Abdul Qader Khan, the so-called
father of Pakistan's nuclear bomb, admitted in February to having given
nuclear weapons know-how and equipment to Iran, Libya and North Korea (news
- web sites), saying he had done so without Pakistani government authorization.
"I'm not going to say that," Rumsfeld
replied when asked whether he was confident there had been no other "high-level
military" involvement in Pakistan.
"You can't prove a negative," he
added. "You can't say that I know that every person connected with the
Pakistani military over some sustained period of time had no knowledge
or participation whatsoever. That's silly. I couldn't do that."

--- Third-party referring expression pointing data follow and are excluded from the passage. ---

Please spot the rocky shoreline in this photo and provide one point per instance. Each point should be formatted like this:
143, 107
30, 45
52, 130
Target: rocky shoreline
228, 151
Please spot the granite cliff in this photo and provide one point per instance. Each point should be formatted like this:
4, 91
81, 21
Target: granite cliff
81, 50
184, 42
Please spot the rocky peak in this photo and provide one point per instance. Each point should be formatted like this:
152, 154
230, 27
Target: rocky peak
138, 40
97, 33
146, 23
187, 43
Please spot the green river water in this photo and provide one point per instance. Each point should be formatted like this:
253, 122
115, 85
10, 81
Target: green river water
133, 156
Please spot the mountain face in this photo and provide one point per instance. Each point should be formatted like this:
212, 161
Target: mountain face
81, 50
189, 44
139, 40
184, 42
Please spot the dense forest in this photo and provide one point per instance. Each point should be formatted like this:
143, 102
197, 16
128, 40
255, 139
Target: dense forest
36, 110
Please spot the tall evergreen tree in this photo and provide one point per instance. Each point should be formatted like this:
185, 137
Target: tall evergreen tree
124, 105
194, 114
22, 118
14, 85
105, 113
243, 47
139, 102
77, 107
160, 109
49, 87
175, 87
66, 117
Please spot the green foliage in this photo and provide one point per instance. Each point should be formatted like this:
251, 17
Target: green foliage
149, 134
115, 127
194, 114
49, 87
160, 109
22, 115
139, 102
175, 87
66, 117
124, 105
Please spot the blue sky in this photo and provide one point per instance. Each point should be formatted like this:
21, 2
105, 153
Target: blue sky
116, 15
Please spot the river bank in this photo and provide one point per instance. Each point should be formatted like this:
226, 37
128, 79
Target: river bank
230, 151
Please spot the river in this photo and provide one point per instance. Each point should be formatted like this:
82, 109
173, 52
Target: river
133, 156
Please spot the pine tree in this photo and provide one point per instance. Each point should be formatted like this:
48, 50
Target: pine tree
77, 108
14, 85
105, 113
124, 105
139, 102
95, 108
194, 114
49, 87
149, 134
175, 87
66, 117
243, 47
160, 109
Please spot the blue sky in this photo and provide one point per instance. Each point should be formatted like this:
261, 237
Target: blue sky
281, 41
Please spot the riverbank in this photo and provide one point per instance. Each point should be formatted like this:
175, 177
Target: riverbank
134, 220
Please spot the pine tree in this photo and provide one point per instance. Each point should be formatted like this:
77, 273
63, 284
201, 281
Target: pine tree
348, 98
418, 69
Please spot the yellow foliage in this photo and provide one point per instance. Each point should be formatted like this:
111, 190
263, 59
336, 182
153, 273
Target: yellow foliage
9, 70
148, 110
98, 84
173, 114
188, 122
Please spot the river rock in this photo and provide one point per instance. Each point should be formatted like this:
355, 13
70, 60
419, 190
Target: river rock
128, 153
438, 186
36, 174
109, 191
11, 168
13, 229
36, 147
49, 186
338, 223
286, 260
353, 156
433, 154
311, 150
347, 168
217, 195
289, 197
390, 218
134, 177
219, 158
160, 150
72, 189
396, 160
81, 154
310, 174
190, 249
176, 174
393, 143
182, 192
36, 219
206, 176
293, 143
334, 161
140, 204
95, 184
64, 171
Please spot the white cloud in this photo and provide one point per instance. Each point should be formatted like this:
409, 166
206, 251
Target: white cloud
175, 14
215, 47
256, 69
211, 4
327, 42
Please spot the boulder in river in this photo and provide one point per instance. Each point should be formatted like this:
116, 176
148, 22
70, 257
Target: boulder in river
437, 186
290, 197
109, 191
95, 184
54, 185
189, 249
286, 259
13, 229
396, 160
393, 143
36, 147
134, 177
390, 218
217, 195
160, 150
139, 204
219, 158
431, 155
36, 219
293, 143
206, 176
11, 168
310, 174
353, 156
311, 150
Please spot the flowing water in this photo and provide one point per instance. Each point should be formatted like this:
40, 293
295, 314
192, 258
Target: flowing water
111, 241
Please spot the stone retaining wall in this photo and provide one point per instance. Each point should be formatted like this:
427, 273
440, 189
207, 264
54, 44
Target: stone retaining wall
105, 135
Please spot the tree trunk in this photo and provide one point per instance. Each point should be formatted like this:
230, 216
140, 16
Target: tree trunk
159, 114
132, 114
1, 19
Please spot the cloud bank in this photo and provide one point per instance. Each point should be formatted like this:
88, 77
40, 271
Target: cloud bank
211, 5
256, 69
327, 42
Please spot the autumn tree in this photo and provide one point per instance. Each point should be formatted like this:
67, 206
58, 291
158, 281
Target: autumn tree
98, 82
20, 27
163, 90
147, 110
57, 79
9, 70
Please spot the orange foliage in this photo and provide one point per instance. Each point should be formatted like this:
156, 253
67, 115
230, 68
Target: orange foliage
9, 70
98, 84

Critics have questioned how Khan
could have carried out illicit sales going back to the late 1980s without
some level of official support.
Musharraf, in a taped ABC interview
in Islamabad on Friday, dismissed published reports about a possible deal
with President Bush (news - web sites) to go easy on him over the Khan-headed
nuclear black market.
The deal purportedly would have
been getting the Pakistani army to crack down hard on suspected al Qaeda
guerrillas loyal to Osama bin Laden (news - web sites) in tribal areas
along the Afghan border.
"There is no deal whatsoever," said
Musharraf, an Army general who seized power in an October, 1999, coup.
"This is all humbug. There is just no deal."
He reiterated that Khan acted on
his own and that neither the military nor the government was involved in
illicit nuclear deals.
Musharraf also played down the harm
done by the nuclear technology transfers to which Khan has confessed.
"People are, I think, over-assessing
the physical damage of the proliferation that he has done," he said.
"If I hand over a missile or a bomb
to any extremist, believe me, he can do nothing about it," he said. "He
cannot explode it" without knowledge of a sophisticated triggering mechanism.